Synthesis and characterization of new, liquid, branched poly(methylvinylborosiloxanes)

Abstract

Abstract New liquid branched poly(methylvinylborosiloxanes) (br-PMVBS) of random structure were synthesized in three steps. By reacting boric acid with an excess of dimethyldichlorosilane (Me2SiCl2) in dry ether a “borosiloxane precursor”: tris(chlorodimethylsilyl) borate B(OSiMe2Cl)3 was prepared. In the second step of synthesis ether solution of B(OSiMe2Cl)3 was added to a mixture of appropriate organic chlorosilanes (Me2SiCl2, MeViSiCl2, MeSiCl3, and Me3SiCl) and all reagents were reacted with stoichiometric amounts of water, in the presence of pyridine (as an acceptor of HCl), in dry ether, at low temperature (usually at -10 to 0 C). In order to fully react (“to block”) trace silanol groups, reactions of intermediate PMVBS with additional batches of Me3SiCl were carried out in the third step, C5H5N·HCl was filtered off and washed with a dry ether.
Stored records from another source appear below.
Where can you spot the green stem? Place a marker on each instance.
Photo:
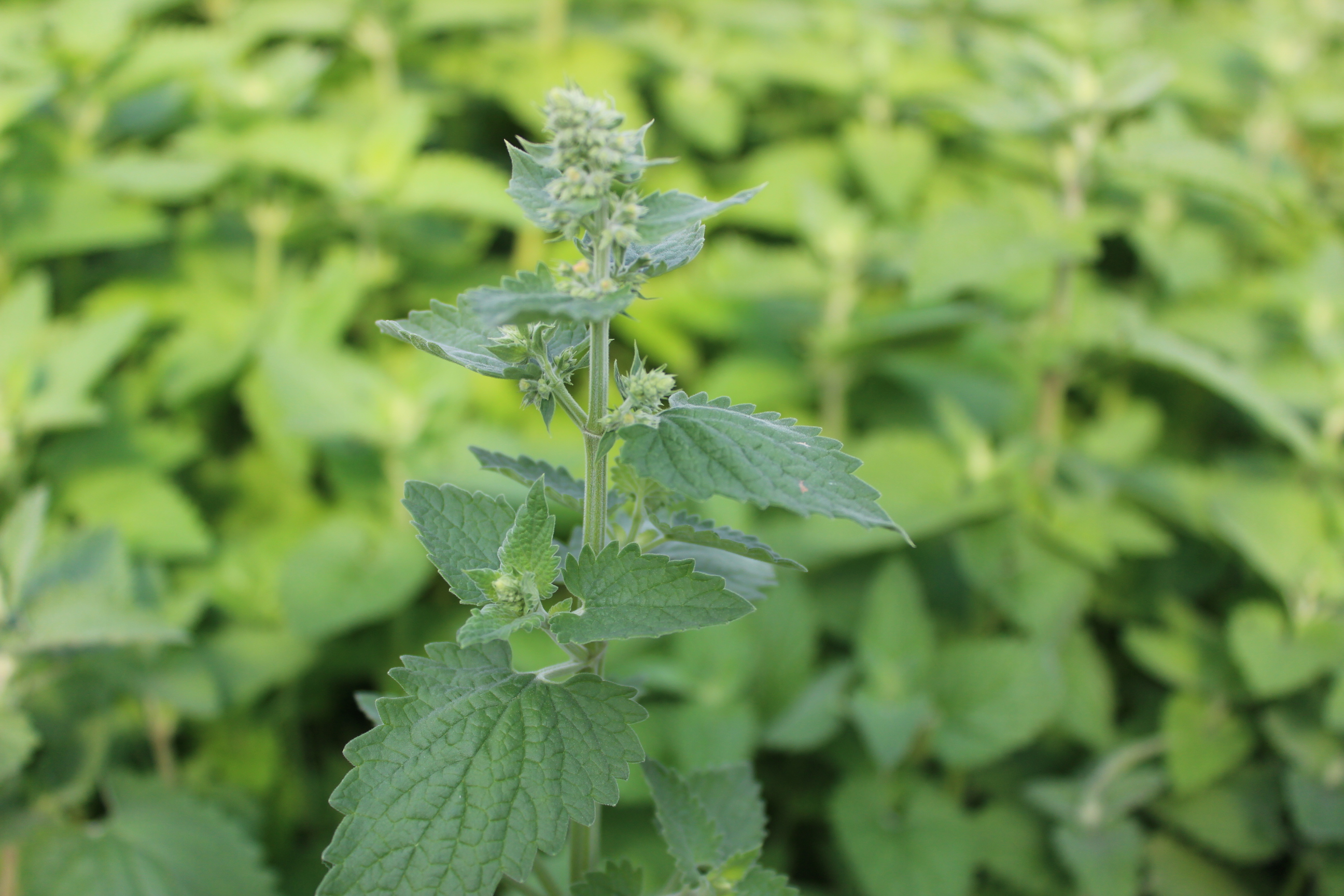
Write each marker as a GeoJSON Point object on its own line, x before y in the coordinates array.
{"type": "Point", "coordinates": [549, 883]}
{"type": "Point", "coordinates": [585, 843]}
{"type": "Point", "coordinates": [521, 887]}
{"type": "Point", "coordinates": [1090, 808]}
{"type": "Point", "coordinates": [581, 851]}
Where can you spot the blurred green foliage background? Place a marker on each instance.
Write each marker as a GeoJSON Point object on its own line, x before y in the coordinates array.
{"type": "Point", "coordinates": [1066, 276]}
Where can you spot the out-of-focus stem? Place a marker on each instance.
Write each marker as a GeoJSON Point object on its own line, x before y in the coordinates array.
{"type": "Point", "coordinates": [160, 724]}
{"type": "Point", "coordinates": [552, 23]}
{"type": "Point", "coordinates": [1090, 809]}
{"type": "Point", "coordinates": [1072, 162]}
{"type": "Point", "coordinates": [268, 222]}
{"type": "Point", "coordinates": [585, 842]}
{"type": "Point", "coordinates": [10, 870]}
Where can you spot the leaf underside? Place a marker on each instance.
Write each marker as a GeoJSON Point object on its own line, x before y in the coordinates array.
{"type": "Point", "coordinates": [703, 447]}
{"type": "Point", "coordinates": [667, 254]}
{"type": "Point", "coordinates": [153, 842]}
{"type": "Point", "coordinates": [707, 817]}
{"type": "Point", "coordinates": [673, 212]}
{"type": "Point", "coordinates": [533, 296]}
{"type": "Point", "coordinates": [473, 773]}
{"type": "Point", "coordinates": [561, 484]}
{"type": "Point", "coordinates": [616, 879]}
{"type": "Point", "coordinates": [456, 335]}
{"type": "Point", "coordinates": [691, 530]}
{"type": "Point", "coordinates": [460, 530]}
{"type": "Point", "coordinates": [631, 595]}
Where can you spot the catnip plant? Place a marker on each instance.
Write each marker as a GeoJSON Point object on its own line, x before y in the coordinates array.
{"type": "Point", "coordinates": [482, 766]}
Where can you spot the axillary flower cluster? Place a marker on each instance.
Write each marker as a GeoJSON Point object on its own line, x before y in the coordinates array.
{"type": "Point", "coordinates": [594, 203]}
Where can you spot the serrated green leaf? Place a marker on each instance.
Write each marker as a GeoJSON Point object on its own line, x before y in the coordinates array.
{"type": "Point", "coordinates": [711, 820]}
{"type": "Point", "coordinates": [616, 879]}
{"type": "Point", "coordinates": [691, 530]}
{"type": "Point", "coordinates": [993, 695]}
{"type": "Point", "coordinates": [527, 187]}
{"type": "Point", "coordinates": [674, 210]}
{"type": "Point", "coordinates": [762, 881]}
{"type": "Point", "coordinates": [530, 543]}
{"type": "Point", "coordinates": [495, 622]}
{"type": "Point", "coordinates": [691, 836]}
{"type": "Point", "coordinates": [153, 842]}
{"type": "Point", "coordinates": [367, 703]}
{"type": "Point", "coordinates": [1170, 351]}
{"type": "Point", "coordinates": [1240, 819]}
{"type": "Point", "coordinates": [670, 253]}
{"type": "Point", "coordinates": [1013, 848]}
{"type": "Point", "coordinates": [889, 726]}
{"type": "Point", "coordinates": [533, 296]}
{"type": "Point", "coordinates": [816, 715]}
{"type": "Point", "coordinates": [922, 849]}
{"type": "Point", "coordinates": [1275, 661]}
{"type": "Point", "coordinates": [1205, 740]}
{"type": "Point", "coordinates": [561, 484]}
{"type": "Point", "coordinates": [703, 447]}
{"type": "Point", "coordinates": [631, 595]}
{"type": "Point", "coordinates": [460, 530]}
{"type": "Point", "coordinates": [85, 595]}
{"type": "Point", "coordinates": [473, 773]}
{"type": "Point", "coordinates": [744, 577]}
{"type": "Point", "coordinates": [732, 797]}
{"type": "Point", "coordinates": [1105, 860]}
{"type": "Point", "coordinates": [460, 336]}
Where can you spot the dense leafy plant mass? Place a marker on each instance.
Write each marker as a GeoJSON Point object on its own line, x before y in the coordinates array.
{"type": "Point", "coordinates": [1065, 274]}
{"type": "Point", "coordinates": [480, 766]}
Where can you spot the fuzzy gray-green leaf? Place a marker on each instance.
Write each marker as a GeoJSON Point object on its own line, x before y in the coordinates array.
{"type": "Point", "coordinates": [495, 622]}
{"type": "Point", "coordinates": [616, 879]}
{"type": "Point", "coordinates": [632, 595]}
{"type": "Point", "coordinates": [691, 530]}
{"type": "Point", "coordinates": [674, 210]}
{"type": "Point", "coordinates": [703, 447]}
{"type": "Point", "coordinates": [457, 335]}
{"type": "Point", "coordinates": [473, 773]}
{"type": "Point", "coordinates": [533, 296]}
{"type": "Point", "coordinates": [460, 530]}
{"type": "Point", "coordinates": [561, 484]}
{"type": "Point", "coordinates": [530, 543]}
{"type": "Point", "coordinates": [153, 842]}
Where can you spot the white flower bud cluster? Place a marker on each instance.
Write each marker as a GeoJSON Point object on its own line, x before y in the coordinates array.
{"type": "Point", "coordinates": [535, 391]}
{"type": "Point", "coordinates": [512, 592]}
{"type": "Point", "coordinates": [644, 393]}
{"type": "Point", "coordinates": [593, 158]}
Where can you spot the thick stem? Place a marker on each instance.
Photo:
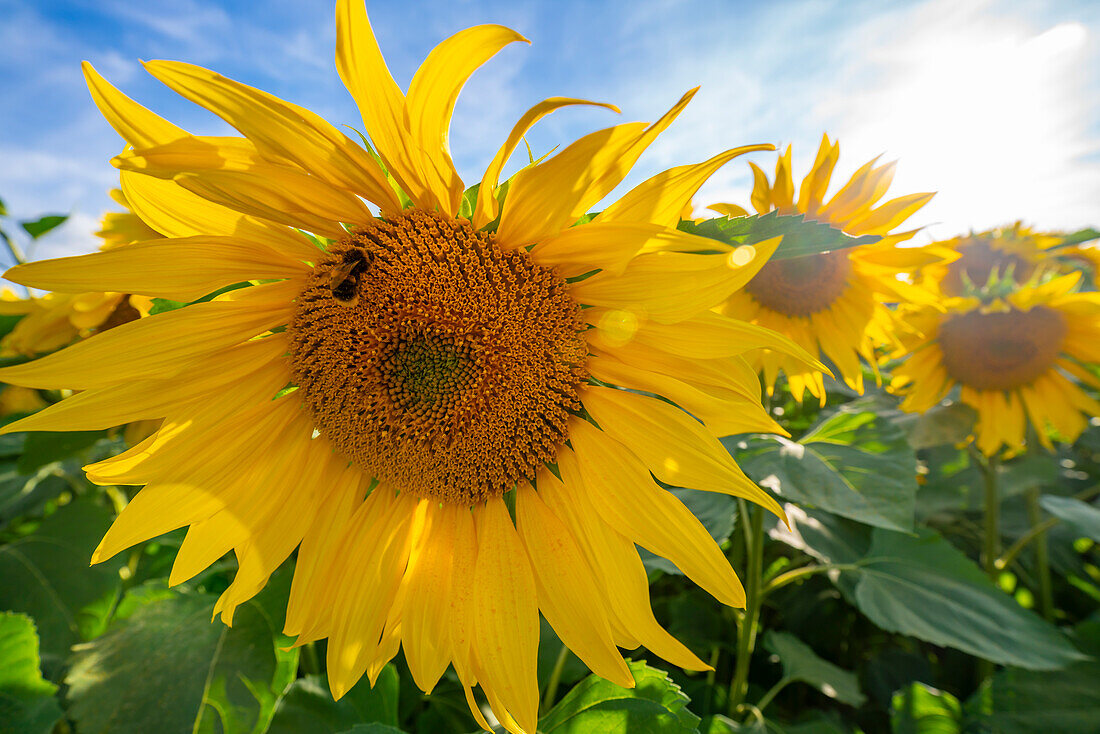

The solvent was distilled off from filtrates and low molecular weight siloxane oligomers were removed by a vacuum distillation at 130-150 C. Chemical structures of br-PMVBS were confirmed by elemental analysis and spectroscopic methods (FTIR, emission atomic spectroscopy ICP-AES, and NMR: 1H, 29Si and 11B). On the basis of analysis of their 29Si-NMR spectra the microstructure of polysiloxane chains was proposed. The prepared br-PMVBS had in their structures: triple branching borosiloxane units: BO1.5 and in some cases methylsiloxane moiety CH3SiO1.5 (T). They contained linkages: Si-O-Si, Si-O-B, vinyl(methyl)siloxane functional groups (CH2=CH)MeSiO (Dvi), dimethylsiloxane mers (CH3)2SiO (D), and non-reactive trimethylsiloxy terminal groups (CH3)3SiO0.5 (M), but they did not have: hydroxyl functional groups: Si-OH and B-OH, and sensitive to water B-O-B linkages. Molecular weights of br-PMVBS (Mn = 1500-3300 g/mol; Mw = 3800-7400 g/mol) and their polydispersity (Mw/Mn = 2.0-2.5) were determined by a size exclusion chromatography (SEC).